Link to Paper

From the abstract:

“This paper analyzes the scalability of seven system applications running on Linux on a 48-core computer…using mostly standard parallel programming techniques -this paper introduces one new technique sloppy counters these bottlencek can be removed from the kernl or avoided by changing the application slightly”

This paper has an excellent system level tutorial on scalability. They explain that you don’t get linear increase in performance because in real life applications parallel tasks usually interact, an interaction forces serial execution. Then they list the common causes with common solutions. This paper is throughly written and researched. Writing truly parallel code is difficult and even then applications still compete for some shared resouce, be it a local cache, network access or disk I/O.

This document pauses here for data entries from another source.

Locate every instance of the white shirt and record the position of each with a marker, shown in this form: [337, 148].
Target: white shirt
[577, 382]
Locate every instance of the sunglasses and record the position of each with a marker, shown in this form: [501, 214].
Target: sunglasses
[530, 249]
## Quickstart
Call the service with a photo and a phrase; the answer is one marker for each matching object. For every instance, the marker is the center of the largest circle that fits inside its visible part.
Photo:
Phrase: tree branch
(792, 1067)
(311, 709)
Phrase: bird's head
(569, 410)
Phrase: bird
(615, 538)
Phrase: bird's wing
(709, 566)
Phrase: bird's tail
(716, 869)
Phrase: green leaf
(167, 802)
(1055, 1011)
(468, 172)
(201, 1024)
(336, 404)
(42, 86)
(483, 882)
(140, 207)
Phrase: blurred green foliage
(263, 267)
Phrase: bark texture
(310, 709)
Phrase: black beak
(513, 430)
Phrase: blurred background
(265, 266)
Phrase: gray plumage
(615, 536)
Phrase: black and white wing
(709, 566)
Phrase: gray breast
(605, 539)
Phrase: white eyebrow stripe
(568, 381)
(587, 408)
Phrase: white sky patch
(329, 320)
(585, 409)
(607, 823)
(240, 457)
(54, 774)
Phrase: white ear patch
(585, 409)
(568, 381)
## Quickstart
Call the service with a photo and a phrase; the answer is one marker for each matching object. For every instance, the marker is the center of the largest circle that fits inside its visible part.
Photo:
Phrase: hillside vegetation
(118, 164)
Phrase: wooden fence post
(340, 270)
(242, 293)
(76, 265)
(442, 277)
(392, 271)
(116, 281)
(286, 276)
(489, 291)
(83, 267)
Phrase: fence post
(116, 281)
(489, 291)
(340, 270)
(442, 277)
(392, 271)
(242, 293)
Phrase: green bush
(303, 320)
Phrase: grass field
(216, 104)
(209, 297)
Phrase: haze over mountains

The authors introduce the concept of sloppy counters which avoid the bottlenect that occurs when Linux uses shared reference counters for garbage collection and managing various resources. The authors report bottlenecks from reference counts on directory entry objects (dentrys), mounted file system objects (vfsmounts), network rounting table entries and counters traking the amount of memory allocated by each network protocol.

Figure 1 in the paper provide a summary of linux scability problems that it’s worth using as a reference

  • Parallel accept
  • dentry reference counting
  • vfsmount reference counting
  • IP packet destination reference counting
  • Acquiring dentry spin locks
  • mount point table spin lock
  • Adding files to the open list
  • Allocating DMA buffers
  • False sharing in net_device and device
  • False sharing in page
  • inode lists
  • Dcache lists
  • Per-inode mutex
  • Super-page fine grained locking
  • Zeroing super-pages